The material that Homer collected as an artist-correspondent during the Civil War provided the subjects for his first oil paintings. In 1866, one year after the war ended and four years after he reputedly began to paint in oil, Homer completed the picture Prisoners from the Front, one of Homer's most famous and highly lauded paintings of the Civil War, a work that established his reputation.
It represents an actual scene from the war in which a Union officer, Brigadier General Francis Channing Barlow (1834-1896), captured several Confederate officers on June 21, 1864. The background depicts the battlefield at Petersburg, Virginia.
It is a scene without exciting action or schematic devices, yet a kind of nobility and emotional drama pervades the canvas. Homer expertly characterized the range of personalities involved in the war, from the young, uncertain boy being captured to the bearded old man, humbly submitting to his fate, to the proud challenging stance of the third man still dressed in Confederate uniform. We feel the tension between Barlow and the Confederated soldier, yet it never threatens the stability of the image. Homer seemed to emphasize the sense of unity and spirit of a nation acknowledging a new direction.

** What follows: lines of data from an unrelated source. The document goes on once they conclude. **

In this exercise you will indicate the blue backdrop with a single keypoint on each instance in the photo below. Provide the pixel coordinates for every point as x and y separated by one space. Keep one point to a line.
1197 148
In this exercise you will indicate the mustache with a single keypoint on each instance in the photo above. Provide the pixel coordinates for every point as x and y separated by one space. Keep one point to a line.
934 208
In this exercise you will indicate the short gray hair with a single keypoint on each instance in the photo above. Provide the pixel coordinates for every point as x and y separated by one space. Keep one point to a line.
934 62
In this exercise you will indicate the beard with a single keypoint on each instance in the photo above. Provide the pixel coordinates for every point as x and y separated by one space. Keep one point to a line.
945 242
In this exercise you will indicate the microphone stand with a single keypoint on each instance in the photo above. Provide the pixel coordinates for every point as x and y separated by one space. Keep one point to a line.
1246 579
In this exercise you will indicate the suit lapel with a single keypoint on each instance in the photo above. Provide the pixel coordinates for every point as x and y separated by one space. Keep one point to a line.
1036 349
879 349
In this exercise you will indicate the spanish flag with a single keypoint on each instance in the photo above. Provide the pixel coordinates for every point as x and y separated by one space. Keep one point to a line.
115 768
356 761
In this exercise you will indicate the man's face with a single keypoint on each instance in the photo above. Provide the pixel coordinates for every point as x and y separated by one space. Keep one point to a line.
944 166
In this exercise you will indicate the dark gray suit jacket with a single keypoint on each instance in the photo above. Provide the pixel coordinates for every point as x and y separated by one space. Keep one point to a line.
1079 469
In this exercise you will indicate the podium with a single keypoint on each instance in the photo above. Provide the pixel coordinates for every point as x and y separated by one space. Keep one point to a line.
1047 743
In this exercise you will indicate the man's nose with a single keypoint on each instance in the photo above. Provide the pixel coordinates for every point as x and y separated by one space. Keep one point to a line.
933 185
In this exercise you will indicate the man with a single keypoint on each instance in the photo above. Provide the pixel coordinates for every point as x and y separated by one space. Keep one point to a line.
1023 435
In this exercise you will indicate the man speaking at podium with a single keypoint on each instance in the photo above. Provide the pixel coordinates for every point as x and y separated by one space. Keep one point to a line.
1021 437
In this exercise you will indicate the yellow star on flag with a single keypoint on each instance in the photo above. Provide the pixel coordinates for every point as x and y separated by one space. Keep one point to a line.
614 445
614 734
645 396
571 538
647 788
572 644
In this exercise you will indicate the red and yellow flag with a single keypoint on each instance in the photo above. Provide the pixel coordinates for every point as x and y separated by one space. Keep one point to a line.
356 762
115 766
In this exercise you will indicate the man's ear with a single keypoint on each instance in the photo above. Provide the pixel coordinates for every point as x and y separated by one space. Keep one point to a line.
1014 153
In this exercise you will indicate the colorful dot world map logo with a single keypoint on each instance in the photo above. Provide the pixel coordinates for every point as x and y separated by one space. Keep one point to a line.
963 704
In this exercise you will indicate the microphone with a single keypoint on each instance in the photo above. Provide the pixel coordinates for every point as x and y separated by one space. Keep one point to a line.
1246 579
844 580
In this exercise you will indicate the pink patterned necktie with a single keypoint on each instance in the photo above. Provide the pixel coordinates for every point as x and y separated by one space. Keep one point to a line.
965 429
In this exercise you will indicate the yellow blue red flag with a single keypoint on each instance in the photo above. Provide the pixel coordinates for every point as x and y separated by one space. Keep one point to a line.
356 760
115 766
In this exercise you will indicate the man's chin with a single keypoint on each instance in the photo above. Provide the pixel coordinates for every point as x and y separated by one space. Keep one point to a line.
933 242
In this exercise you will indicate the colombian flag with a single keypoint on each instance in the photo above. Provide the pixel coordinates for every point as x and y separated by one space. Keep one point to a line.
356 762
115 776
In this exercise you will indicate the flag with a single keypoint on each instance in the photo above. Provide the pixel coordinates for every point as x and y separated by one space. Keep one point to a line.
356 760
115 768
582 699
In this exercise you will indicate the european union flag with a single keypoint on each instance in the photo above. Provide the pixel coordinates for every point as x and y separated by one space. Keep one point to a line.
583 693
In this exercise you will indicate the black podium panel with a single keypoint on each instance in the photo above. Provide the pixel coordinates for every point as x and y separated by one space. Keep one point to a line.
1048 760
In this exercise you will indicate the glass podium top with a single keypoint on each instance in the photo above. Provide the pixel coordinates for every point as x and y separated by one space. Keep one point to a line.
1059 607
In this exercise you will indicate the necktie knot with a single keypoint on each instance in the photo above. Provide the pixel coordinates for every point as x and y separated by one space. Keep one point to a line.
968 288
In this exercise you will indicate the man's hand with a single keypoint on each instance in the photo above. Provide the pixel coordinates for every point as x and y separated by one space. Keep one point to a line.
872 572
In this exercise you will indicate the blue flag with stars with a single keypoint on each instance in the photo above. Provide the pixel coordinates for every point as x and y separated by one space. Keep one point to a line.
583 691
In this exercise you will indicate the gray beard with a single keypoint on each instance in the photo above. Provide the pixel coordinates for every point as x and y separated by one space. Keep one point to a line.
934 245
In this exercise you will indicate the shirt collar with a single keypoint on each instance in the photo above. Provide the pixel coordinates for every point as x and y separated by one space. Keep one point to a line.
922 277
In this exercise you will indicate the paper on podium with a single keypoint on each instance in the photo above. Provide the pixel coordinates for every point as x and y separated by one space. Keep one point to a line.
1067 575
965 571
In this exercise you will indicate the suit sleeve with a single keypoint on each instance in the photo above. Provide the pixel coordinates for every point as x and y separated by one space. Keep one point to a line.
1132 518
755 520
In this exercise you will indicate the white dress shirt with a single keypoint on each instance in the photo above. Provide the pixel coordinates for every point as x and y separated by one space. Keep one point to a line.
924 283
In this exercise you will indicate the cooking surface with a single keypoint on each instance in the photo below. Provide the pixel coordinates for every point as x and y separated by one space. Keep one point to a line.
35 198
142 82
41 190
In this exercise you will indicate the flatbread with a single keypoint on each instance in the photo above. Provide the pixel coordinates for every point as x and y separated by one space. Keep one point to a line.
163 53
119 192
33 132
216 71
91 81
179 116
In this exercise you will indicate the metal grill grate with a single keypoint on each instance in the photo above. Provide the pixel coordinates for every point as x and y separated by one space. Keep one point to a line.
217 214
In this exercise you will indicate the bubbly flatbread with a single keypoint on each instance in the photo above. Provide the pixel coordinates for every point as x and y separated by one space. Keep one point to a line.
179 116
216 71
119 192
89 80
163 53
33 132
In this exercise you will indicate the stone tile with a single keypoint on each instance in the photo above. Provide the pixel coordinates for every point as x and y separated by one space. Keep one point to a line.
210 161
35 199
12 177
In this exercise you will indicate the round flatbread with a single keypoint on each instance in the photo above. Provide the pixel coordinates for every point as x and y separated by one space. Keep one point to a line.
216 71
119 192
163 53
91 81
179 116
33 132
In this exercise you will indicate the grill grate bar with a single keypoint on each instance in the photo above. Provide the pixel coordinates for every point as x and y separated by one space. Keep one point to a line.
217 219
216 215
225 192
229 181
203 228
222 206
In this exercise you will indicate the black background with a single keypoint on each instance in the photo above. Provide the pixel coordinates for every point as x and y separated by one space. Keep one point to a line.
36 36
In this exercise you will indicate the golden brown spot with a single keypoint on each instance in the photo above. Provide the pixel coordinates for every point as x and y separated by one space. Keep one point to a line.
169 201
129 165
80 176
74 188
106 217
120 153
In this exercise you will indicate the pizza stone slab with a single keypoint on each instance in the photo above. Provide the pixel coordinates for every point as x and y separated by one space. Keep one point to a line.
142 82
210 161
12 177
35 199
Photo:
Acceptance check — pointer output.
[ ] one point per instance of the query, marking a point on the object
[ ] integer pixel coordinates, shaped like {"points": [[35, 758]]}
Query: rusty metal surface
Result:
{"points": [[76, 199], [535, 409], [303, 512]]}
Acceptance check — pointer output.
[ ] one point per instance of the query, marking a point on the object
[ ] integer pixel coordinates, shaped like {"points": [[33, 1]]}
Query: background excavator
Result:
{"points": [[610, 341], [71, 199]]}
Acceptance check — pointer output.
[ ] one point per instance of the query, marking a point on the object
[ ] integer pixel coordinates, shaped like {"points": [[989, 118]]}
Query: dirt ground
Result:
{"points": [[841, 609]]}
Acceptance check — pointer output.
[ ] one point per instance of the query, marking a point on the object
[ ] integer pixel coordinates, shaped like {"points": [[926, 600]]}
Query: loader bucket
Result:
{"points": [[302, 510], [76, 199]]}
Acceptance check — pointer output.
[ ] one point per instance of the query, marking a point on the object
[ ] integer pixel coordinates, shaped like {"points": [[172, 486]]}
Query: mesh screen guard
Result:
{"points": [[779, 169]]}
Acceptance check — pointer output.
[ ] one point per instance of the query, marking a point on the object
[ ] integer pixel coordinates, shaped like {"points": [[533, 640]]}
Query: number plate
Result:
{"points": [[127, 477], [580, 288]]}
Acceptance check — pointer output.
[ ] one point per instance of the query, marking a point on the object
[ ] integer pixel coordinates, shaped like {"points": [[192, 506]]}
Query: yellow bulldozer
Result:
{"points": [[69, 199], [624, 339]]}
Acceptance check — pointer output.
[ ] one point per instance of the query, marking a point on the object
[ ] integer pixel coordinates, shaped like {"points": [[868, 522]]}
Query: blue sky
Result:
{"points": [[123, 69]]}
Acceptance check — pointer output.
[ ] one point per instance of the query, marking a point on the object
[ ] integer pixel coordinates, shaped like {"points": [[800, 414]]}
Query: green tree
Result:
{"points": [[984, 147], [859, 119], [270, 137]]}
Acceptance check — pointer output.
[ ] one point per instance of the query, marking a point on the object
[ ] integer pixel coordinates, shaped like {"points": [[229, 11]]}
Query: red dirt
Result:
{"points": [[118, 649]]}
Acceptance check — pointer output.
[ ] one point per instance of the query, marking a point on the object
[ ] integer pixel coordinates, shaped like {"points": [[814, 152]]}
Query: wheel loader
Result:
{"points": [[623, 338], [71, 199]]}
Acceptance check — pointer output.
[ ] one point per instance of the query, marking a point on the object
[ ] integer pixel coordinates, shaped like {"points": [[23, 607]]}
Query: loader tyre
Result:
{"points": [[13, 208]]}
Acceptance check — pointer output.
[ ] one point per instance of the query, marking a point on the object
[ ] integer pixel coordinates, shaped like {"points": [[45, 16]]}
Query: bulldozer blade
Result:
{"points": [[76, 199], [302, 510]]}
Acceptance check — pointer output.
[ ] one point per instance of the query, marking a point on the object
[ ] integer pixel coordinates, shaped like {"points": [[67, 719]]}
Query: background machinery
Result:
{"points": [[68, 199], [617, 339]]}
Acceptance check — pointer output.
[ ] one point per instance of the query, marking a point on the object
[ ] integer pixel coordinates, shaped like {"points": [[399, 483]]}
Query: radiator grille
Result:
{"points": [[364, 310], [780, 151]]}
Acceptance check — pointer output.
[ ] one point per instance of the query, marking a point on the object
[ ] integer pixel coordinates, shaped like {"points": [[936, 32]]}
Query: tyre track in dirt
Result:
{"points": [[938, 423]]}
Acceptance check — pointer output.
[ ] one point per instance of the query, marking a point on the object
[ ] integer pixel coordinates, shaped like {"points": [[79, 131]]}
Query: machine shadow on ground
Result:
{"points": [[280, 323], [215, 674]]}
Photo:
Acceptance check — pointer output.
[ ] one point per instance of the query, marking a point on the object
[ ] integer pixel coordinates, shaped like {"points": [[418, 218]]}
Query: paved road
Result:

General Barlow was not only a friend whom Homer had visited at the front at least once and probably more often than that, but was also "one of the most eminent" officers to survive the war. Barlow had a record of valorous military service in which, particularly, "he distinguished himself at the Wilderness by leading his division in the grand charge which resulted in the capture of the rebel General Ed. Johnson's entire division" - an incident of which Homer's painting can easily be considered a symbolic representation.
Infrared photography and numerous studies indicate that the painting underwent many changes in the course of completion.